Self-trapping and singlet–singlet annihilation of the free excitons in a monomeric (β) perylene crystal were studied by using femtosecond transient absorption microscopy. The free exciton generated by the photo-excitation of the β-perylene crystal relaxed to the self-trapped exciton with a rate constant of 7 × 10¹⁰ s⁻¹. The singlet–singlet annihilation of the free exciton observed under the high excitation density conditions was competed with the self-trapping of the free exciton; we estimated the annihilation rate constant for the free exciton to be 1 × 10⁻⁸ cm³ s⁻¹ from the excitation density dependence of the free exciton decay.

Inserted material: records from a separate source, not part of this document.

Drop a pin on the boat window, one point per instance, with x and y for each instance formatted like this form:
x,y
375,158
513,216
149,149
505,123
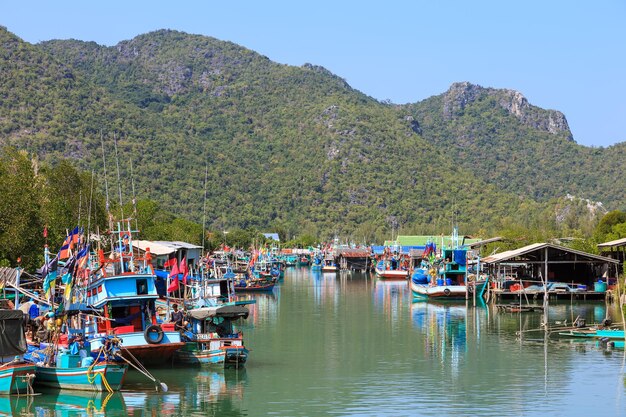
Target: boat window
x,y
142,286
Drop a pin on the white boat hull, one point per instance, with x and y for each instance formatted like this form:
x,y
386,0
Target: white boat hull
x,y
392,274
450,292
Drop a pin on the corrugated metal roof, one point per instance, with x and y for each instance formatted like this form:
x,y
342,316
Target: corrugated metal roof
x,y
500,257
618,242
273,236
484,242
178,244
354,253
155,248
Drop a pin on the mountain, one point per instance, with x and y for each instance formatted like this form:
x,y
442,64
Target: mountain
x,y
293,148
518,147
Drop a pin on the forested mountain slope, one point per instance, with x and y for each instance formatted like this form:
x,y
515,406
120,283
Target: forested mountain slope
x,y
289,147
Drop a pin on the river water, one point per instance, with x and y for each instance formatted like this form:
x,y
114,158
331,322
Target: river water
x,y
326,344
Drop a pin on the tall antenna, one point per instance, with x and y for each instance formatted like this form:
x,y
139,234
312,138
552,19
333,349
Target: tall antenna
x,y
132,182
90,202
119,184
106,183
206,176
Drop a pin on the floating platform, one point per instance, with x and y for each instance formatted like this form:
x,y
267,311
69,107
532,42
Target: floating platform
x,y
516,308
552,295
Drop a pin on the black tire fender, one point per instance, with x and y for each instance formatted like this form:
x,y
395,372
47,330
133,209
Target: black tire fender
x,y
153,334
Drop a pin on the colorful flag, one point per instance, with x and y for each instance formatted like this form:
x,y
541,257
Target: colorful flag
x,y
69,243
174,272
82,257
173,285
49,267
184,269
171,261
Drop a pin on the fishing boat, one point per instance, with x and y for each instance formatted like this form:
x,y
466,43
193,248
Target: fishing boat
x,y
212,339
254,285
16,374
72,373
390,269
123,286
445,278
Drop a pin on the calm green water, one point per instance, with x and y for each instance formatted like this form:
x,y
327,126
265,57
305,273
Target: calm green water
x,y
352,345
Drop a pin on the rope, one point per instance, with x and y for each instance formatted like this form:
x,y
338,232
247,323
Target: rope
x,y
92,379
140,368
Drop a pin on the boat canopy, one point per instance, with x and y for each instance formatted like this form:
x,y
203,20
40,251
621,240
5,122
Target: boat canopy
x,y
231,312
12,337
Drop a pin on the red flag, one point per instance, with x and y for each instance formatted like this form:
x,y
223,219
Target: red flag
x,y
184,269
174,272
173,285
171,261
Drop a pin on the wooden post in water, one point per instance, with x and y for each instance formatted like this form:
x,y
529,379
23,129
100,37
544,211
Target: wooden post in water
x,y
545,290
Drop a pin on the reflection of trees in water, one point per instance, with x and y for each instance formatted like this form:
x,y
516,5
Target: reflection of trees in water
x,y
218,392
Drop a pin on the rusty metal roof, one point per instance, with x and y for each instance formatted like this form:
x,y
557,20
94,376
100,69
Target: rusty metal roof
x,y
618,242
526,250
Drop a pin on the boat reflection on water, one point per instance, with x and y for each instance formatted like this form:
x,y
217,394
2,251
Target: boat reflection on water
x,y
204,391
325,289
264,310
62,403
391,296
444,326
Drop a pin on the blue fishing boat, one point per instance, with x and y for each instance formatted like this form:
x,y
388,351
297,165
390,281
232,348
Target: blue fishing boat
x,y
103,376
123,286
213,339
16,375
70,366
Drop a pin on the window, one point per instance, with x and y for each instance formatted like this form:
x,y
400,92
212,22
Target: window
x,y
142,286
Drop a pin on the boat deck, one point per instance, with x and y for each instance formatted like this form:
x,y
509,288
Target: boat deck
x,y
552,295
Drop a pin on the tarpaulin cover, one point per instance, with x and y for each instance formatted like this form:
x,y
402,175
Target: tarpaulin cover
x,y
459,256
232,312
12,337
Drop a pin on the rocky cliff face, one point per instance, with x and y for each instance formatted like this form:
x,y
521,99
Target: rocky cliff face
x,y
461,94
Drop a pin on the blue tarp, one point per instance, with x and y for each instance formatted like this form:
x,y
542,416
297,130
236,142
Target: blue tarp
x,y
378,250
459,256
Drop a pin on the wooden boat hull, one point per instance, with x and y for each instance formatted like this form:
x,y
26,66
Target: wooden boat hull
x,y
443,292
609,333
135,344
226,356
255,288
83,378
392,274
14,379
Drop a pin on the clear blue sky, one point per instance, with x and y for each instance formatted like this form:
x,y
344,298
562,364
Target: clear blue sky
x,y
563,55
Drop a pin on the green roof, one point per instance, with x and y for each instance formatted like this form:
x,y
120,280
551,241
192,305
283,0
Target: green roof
x,y
422,240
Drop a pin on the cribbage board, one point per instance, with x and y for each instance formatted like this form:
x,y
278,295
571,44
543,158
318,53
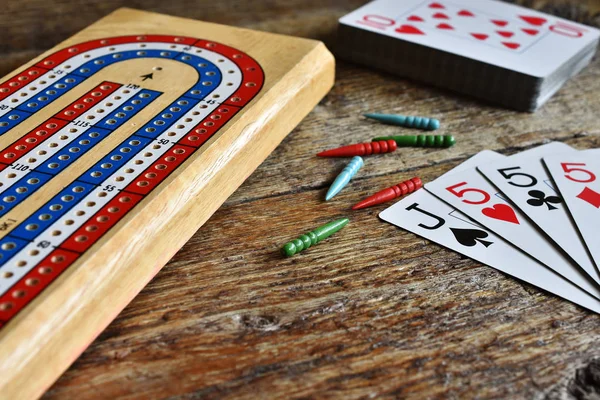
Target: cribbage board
x,y
115,147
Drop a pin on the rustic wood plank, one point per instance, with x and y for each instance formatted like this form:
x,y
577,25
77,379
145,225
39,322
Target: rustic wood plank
x,y
375,311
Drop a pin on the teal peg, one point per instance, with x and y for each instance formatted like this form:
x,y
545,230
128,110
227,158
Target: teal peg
x,y
344,177
312,238
429,124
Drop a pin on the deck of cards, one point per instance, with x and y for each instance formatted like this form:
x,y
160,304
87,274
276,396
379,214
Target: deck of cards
x,y
533,215
498,52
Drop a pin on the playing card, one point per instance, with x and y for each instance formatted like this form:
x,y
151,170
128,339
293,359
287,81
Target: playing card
x,y
494,32
427,216
577,177
471,193
527,184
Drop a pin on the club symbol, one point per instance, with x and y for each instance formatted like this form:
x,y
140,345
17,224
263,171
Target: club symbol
x,y
539,198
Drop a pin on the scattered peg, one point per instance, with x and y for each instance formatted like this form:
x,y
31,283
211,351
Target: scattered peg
x,y
390,193
312,238
344,177
420,140
429,124
361,149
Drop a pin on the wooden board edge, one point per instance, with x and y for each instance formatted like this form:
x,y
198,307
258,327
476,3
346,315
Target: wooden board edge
x,y
302,87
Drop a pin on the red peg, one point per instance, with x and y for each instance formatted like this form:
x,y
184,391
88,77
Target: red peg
x,y
361,149
390,193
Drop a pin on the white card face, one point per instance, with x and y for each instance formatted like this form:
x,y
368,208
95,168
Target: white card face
x,y
490,31
427,216
525,181
577,177
469,192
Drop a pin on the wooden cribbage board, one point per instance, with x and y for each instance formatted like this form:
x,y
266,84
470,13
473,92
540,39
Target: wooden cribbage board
x,y
115,147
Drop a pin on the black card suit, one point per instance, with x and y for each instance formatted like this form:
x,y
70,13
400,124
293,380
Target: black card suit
x,y
470,237
539,198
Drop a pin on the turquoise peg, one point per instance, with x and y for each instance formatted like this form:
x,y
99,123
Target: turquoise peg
x,y
344,177
429,124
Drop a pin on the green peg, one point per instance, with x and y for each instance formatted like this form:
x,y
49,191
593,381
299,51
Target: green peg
x,y
314,237
420,140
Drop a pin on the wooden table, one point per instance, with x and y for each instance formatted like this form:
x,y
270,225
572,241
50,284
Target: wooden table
x,y
376,311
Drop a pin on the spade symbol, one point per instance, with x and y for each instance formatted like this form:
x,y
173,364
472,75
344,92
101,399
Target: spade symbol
x,y
470,237
538,198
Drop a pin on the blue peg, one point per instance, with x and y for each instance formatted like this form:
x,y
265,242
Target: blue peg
x,y
429,124
344,177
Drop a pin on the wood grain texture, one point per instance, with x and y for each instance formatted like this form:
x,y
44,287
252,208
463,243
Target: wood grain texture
x,y
374,311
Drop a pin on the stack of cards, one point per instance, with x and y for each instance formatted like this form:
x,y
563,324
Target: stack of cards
x,y
533,215
492,50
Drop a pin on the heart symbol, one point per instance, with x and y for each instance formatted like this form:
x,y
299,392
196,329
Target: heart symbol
x,y
415,18
511,45
537,21
480,36
499,22
531,32
445,26
501,212
411,30
506,34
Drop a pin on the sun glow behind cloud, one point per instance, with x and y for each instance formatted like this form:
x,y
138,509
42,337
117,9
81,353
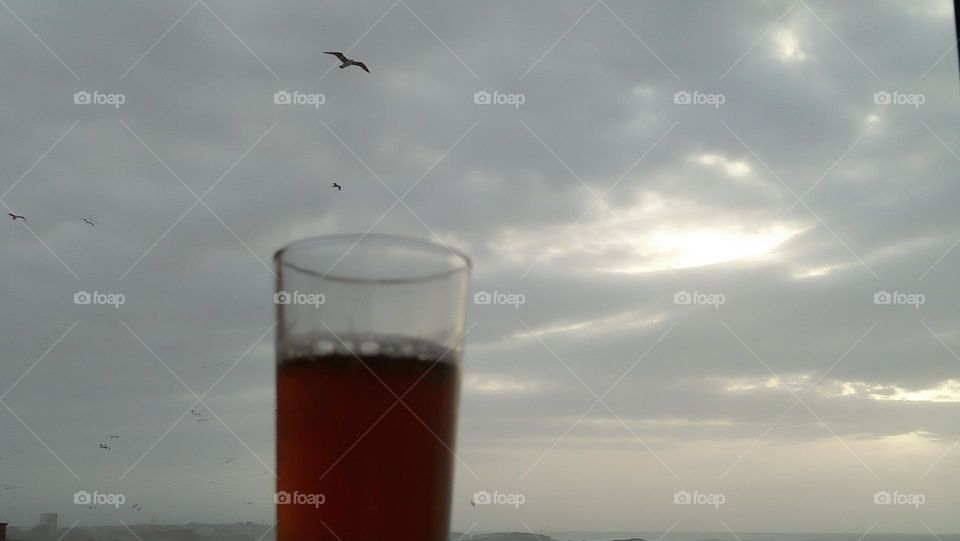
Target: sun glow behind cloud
x,y
697,247
947,391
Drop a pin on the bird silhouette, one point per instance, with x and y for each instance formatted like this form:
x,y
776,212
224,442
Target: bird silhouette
x,y
346,62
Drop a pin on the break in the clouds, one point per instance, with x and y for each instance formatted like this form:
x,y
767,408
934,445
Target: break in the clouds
x,y
723,235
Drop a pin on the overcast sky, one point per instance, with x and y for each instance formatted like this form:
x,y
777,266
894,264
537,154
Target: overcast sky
x,y
736,155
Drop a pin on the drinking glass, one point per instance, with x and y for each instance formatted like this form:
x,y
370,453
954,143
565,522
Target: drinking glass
x,y
368,347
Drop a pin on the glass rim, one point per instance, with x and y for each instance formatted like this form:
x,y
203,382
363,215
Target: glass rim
x,y
465,262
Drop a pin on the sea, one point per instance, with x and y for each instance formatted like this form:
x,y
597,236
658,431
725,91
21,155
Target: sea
x,y
727,536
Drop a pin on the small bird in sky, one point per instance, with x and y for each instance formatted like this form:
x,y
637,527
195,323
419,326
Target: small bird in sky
x,y
346,62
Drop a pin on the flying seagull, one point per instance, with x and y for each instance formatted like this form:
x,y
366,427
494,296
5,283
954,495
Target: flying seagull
x,y
346,62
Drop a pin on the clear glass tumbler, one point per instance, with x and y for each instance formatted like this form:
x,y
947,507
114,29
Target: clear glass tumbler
x,y
369,341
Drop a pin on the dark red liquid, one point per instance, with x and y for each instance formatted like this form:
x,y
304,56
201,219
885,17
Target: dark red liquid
x,y
385,471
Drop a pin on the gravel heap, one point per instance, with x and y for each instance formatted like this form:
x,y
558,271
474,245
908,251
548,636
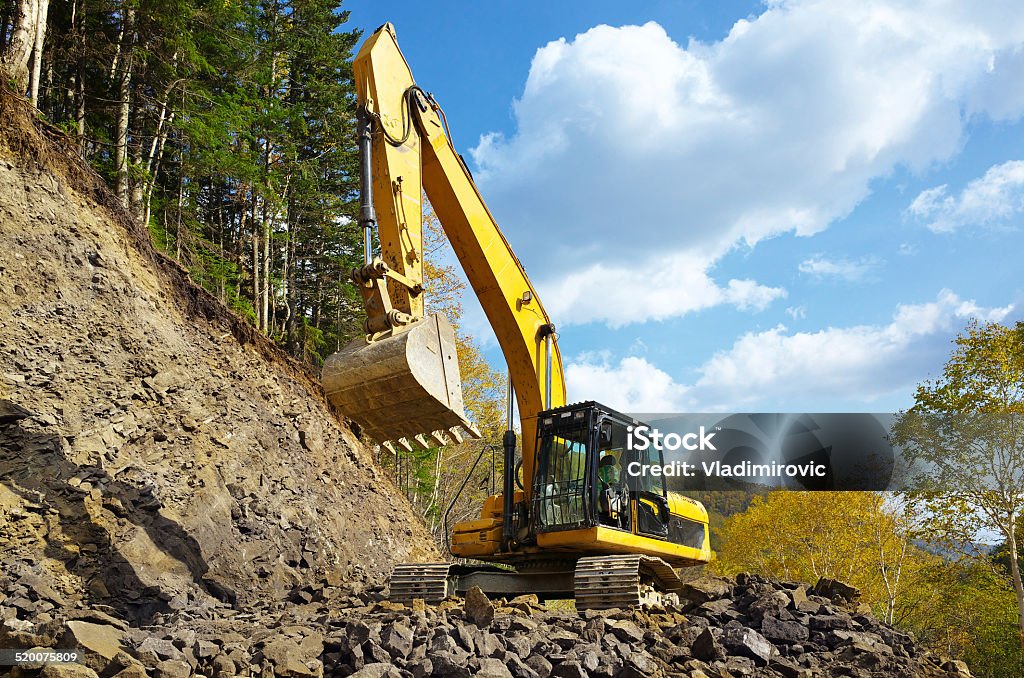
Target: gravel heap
x,y
750,626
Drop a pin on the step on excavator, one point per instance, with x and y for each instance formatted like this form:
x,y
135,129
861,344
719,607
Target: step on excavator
x,y
571,523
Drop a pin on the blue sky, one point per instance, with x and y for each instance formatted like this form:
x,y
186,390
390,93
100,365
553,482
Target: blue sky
x,y
783,206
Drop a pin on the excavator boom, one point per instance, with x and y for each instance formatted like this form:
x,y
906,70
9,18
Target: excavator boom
x,y
384,382
566,530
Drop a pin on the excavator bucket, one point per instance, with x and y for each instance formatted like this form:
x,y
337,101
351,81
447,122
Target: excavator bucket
x,y
402,387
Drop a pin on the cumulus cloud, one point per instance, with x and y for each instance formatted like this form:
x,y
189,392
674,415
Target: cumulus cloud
x,y
676,285
992,200
632,384
631,147
778,370
820,267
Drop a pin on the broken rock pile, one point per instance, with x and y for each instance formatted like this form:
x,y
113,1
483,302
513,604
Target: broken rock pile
x,y
748,627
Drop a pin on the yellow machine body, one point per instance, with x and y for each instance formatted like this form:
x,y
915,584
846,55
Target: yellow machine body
x,y
412,149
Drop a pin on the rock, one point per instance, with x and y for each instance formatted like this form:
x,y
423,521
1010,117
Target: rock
x,y
289,658
518,668
101,642
705,590
154,650
421,669
397,640
781,631
446,664
748,642
11,413
797,596
568,670
172,669
135,671
706,646
716,607
493,669
625,630
67,671
540,665
829,622
828,588
379,670
478,607
956,668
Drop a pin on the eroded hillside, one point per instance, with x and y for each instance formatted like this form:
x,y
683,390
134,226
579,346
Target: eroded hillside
x,y
173,458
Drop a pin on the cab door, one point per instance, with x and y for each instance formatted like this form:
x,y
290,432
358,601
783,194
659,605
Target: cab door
x,y
648,499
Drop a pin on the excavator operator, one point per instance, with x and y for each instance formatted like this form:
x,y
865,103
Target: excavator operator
x,y
611,502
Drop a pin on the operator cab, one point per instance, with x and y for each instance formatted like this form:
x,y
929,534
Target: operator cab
x,y
583,474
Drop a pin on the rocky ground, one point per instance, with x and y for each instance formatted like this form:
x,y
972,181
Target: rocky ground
x,y
747,627
172,457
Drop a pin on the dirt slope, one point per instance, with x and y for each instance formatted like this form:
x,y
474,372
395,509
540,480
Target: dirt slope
x,y
175,459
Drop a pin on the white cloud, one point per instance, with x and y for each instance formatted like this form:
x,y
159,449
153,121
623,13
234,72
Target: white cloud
x,y
820,267
992,200
675,286
633,384
631,150
778,370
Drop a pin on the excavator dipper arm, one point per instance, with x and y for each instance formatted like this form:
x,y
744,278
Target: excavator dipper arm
x,y
412,150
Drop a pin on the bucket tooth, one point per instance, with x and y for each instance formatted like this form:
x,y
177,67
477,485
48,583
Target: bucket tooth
x,y
403,383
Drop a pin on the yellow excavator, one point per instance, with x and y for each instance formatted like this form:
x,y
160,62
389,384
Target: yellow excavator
x,y
572,523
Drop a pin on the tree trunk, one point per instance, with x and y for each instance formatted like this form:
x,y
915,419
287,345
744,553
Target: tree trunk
x,y
256,266
123,61
1015,571
42,7
14,59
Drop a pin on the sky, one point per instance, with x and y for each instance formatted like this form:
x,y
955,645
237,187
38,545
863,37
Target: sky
x,y
782,206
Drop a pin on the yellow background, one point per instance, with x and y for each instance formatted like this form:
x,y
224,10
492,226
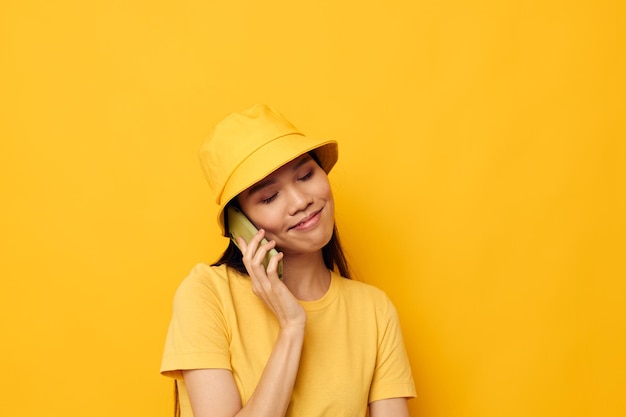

After self-trapping of the free exciton, no annihilation was observed in the 100 ps time range, suggesting that the diffusion coefficient was reduced drastically by self-trapping. The results show that the major factor limiting the exciton diffusion in the β-perylene crystal is a relaxation of the free exciton to the self-trapped exciton, and not the lifetime of the exciton. Though the singlet–singlet annihilation rate constants and fluorescence lifetime of the β-perylene crystal are similar to those of the anthracene crystal, the estimated exciton diffusion length (2 nm) in the β-perylene crystal is much smaller than that (100 nm) in the anthracene crystal as a result of the exciton self-trapping.